To withstand a motion for summary judgment, the non-moving party "has an affirmative burden to designate specific facts creating a triable controversy." Crossley v. Georgia-Pac. Corp., 355 F.3d 1112, 1113 (8th Cir. 2004) (internal citations omitted).
[I]f the moving party meets its burden, the party opposing the motion must establish a genuine factual issue. Residential Funding Co. v. Terrace Mortg. Co., 725 F.3d 910, 915 (8th Cir. 2013). The party opposing the motion may not rest on mere allegations or pleading denials, Conseco Life Ins. Co. v. Williams, 620 F.3d 902, 910 (8th Cir. 2010), or "merely point to unsupported self-serving allegations." Anda v. Wickes Furniture Co., 517 F.3d 526, 531 (8th Cir. 2008) (quoted in Residential Funding, 725 F.3d at 915). Instead, the party opposing the motion must substantiate its allegations with admissible, probative evidence that would permit a finding in its favor on more than speculation or conjecture. Celotex Corp. v.
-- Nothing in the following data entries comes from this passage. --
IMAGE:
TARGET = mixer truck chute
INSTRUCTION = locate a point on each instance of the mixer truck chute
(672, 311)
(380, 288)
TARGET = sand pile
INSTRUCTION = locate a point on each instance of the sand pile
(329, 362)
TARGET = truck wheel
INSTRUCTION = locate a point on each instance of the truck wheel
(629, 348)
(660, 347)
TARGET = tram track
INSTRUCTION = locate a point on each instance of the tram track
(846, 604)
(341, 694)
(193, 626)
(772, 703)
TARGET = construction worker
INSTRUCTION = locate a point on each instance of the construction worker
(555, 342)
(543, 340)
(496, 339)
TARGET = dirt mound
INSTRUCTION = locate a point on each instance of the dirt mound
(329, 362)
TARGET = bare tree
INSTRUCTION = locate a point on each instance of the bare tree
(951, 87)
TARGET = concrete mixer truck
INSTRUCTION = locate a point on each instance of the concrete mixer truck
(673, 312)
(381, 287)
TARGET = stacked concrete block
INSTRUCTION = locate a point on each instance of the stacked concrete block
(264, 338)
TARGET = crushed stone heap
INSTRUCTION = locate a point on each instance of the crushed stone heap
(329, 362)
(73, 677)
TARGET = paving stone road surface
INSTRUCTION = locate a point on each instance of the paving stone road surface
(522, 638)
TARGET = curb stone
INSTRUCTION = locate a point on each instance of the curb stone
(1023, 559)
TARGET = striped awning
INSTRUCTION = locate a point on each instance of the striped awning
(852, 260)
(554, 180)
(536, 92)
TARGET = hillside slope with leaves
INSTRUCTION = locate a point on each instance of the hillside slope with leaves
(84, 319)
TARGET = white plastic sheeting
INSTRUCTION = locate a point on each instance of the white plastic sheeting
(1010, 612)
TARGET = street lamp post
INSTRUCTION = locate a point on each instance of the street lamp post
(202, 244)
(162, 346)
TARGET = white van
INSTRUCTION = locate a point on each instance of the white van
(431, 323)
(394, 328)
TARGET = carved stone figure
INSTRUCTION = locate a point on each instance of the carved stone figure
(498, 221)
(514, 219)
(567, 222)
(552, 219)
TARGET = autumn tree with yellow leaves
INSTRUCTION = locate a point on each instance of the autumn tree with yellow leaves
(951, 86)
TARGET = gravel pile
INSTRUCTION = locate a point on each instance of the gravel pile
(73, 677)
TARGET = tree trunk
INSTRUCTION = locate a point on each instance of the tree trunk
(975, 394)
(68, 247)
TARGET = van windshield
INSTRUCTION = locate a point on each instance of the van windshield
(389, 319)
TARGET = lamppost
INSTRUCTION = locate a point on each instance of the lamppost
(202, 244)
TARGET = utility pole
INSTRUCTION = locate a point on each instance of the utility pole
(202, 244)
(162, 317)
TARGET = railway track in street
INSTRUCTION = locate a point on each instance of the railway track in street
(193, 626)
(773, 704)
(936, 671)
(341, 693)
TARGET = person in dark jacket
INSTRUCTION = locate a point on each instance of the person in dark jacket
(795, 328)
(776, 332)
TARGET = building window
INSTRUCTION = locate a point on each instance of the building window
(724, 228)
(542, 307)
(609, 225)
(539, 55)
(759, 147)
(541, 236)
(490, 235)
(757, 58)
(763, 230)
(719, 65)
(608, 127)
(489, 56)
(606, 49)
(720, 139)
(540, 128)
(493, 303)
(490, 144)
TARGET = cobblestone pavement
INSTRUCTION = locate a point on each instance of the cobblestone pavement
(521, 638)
Catrett, 477 U.S. 317, 322-23 (1986) (quoted in Spaulding v. Conopco, Inc., 740 F.3d 1187, 1190-91 (8th Cir. 2014)); F.D.I.C. v. Bell, 106 F.3d 258, 263 (8th Cir. 1997) (citing Kiemele v. Soo
Line R.R. Co., 93 F.3d 472, 474 (8th Cir. 1996), and JRT, Inc. v. TCBY Systems, Inc., 52 F.3d 734, 737 (8th Cir. 1995)).Hansmeier v. McDermott (In re Hansmeier), 558 B.R. 299, 302 n.7 (B.A.P. 8th Cir. 2016).
Here, the debtor has failed to demonstrate the existence of any factual dispute, as he did not submit any evidence in opposition to the motion for summary judgment. Although § 727 is strictly construed in the debtor's favor, a bankruptcy discharge and a fresh start are privileges, not rights, and are limited to the honest but unfortunate debtor. Borstad, 550 B.R. at 828; Bauer v. Iannacone (In re Bauer), 298 B.R. 353, 357 (B.A.P. 8th Cir. 2003). The plaintiffs have established by a preponderance of the evidence that Mr. Bachman transferred his interests in property to his wife, within one year before filing his bankruptcy petition, with the intent to hinder, delay, or defraud creditors, and they are entitled to judgment on that cause of action.
Due to the denial of discharge under 11 U.S.C. § 727(a)(2)(A), the causes of action under § 523 need not be addressed.
IV. Conclusion
The plaintiffs have clearly established all of the elements for denial of discharge under § 727(a)(2)(A). Accordingly, the debtor is denied a discharge of his debts because he transferred his interest in property to his wife within a year of the petition date in order to prevent the plaintiffs from collecting on their judgments.
IT IS ORDERED: The plaintiffs' motion for summary judgment (Fil. No. 79) is granted. Separate judgment will be entered.
DATED: July 20, 2017.
BY THE COURT:
/s/ Thomas L. Saladino
Chief Judge Notice given by the Court to:
James E. Bachman *Lauren R. Goodman
*James J. Niemeier U.S. Trustee
Movant (*) is responsible for giving notice to other parties if required by rule or statute.